The federal government is not just a ‘large institutional investor’; it literally has the power to regulate, impede, interfere with investment in, and even potentially dismantle a company that it elects to be deserving of such treatment. Gaining this kind of control is a hallmark of authoritarian regimes as in the co-opting and installing ‘friendly’ industrialists to head critical industries and consolidate businesses even when they are re-privatized as happened under the Nazi regime in post-Weimar Germany:

It is also worth bearing in mind how much Donald Trump and many people he has appointed have refused to divest themselves of financial conflicts and used their positions to openly enrich themselves and benefit their business associates and family members with favorable treatment, sole-source contracts, and the outright accepting of ‘gifts’ in blatant violation of federal law and the intent of the Emoluments clause.

Stranger

Vanguard is almost entirely an index investor and Blackrock (iShares) is similar.

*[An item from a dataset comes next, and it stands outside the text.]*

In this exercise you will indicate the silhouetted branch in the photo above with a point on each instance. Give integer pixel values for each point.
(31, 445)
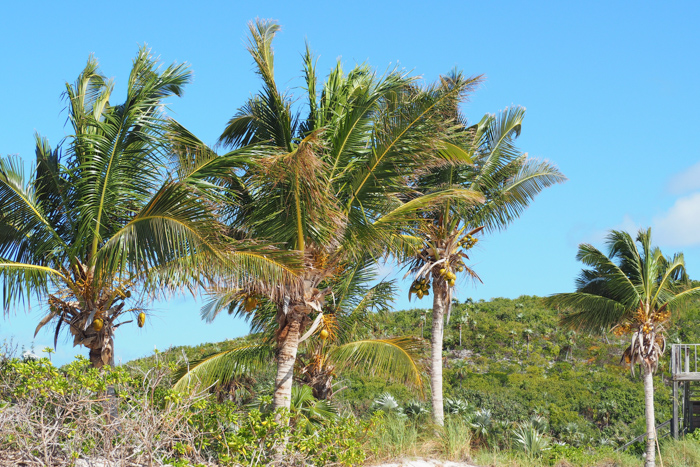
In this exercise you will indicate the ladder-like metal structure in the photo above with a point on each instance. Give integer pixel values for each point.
(684, 370)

So is State Street AFAIK (they sell SPDR ETFs, nicknamed Spiders). For years, Vanguard’s policy was to automatically vote with management. Recently they’ve started a process where Vanguard shareholders choose a proxy management firm and Vanguard votes in the resulting proportion.

Active investors need to be feted by corporations, passive investors do not. Vanguard and Blackrock (with trivial exceptions) are passive investors. The largest active investor appears to be Geode Capital Management, LLC at 2.23% (thanks CaveMike for the yahoo link).

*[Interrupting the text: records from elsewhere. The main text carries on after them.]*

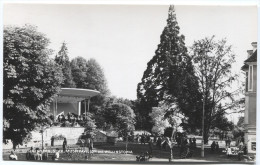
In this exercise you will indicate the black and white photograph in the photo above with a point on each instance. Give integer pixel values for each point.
(129, 83)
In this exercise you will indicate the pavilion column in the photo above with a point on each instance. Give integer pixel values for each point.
(53, 106)
(85, 109)
(56, 109)
(79, 107)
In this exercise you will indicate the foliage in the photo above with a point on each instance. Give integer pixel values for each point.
(89, 75)
(121, 116)
(213, 61)
(31, 80)
(59, 137)
(169, 75)
(159, 124)
(90, 124)
(63, 60)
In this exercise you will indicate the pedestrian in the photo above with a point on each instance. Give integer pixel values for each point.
(194, 142)
(245, 149)
(52, 141)
(158, 142)
(229, 151)
(151, 146)
(13, 156)
(56, 155)
(213, 146)
(90, 145)
(29, 154)
(217, 146)
(37, 155)
(190, 141)
(64, 145)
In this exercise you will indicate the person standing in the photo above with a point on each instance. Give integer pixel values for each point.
(13, 156)
(151, 146)
(90, 145)
(229, 151)
(56, 155)
(194, 142)
(29, 154)
(64, 145)
(217, 146)
(52, 141)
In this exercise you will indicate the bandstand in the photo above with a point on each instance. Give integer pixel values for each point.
(70, 99)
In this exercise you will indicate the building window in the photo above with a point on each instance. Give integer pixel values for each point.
(250, 82)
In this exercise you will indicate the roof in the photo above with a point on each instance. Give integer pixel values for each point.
(71, 95)
(244, 67)
(253, 57)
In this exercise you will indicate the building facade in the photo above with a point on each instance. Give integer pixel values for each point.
(250, 68)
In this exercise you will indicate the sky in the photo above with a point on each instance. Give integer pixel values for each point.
(123, 38)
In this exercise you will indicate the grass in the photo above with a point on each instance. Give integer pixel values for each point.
(135, 149)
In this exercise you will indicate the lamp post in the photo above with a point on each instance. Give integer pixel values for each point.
(202, 140)
(42, 131)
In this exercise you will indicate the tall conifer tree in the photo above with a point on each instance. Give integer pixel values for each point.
(167, 72)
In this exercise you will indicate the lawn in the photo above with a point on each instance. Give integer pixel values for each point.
(107, 152)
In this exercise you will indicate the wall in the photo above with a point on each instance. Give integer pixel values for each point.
(66, 107)
(72, 135)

Dubious? Intel had an earnings call on 7/24/2025. Participants follow. Vanguard and Blackrock were unsurprisingly not on the list. Why would they care? They are index investors.

Conference Call Participants

Aaron Christopher Rakers - Wells Fargo Securities, LLC, Research Division
Benjamin Alexander Reitzes - Melius Research LLC
Joseph Lawrence Moore - Morgan Stanley, Research Division
Ross Clark Seymore - Deutsche Bank AG, Research Division
Stacy Aaron Rasgon - Sanford C. Bernstein & Co., LLC., Research Division
Timothy Michael Arcuri - UBS Investment Bank, Research Division
Vivek Arya - BofA Securities, Research Division
William Stein - Truist Securities, Inc., Research Division

MAGA Nationalistic Socialism with Republican characteristics.

[Moderating]
A reminder that this is FQ. The mechanics of the deal are fair game, but political commentary on the implications of the deal belongs in a different forum.

It’s an investment, and a big one, but strictly from the standpoint of the stock holdings the word “takeover” in the thread title is not accurate. (I won’t speculate on other control that the government could exert [per moderator direction], but that would be because it’s the government, not because of 10% ownership.)

I know it is possible to issue non-voting shares. When Ford went public several decades ago, they issued non-voting shares, leaving total control to the family. I believe they were eventually converted to full voting shares.

I was surprised to see that they would be voting shares. Avoiding even the hint of politicisation or undue influence would seem to be a good idea.

Is there a structure for a controlled buyback? Just leaving the country with a stake in the company without some sort of exit strategy would seem to be a generally bad idea - for both parties. It would also make competitor companies feel a bit better. A government that has a vested interest in one company will inevitably have some conflict of interest, so being clear about mechanisms for ending the situation would seem prudent all around.

That would certainly be true for an administration that wanted to avoid the appearance of conflict of interest or corruption.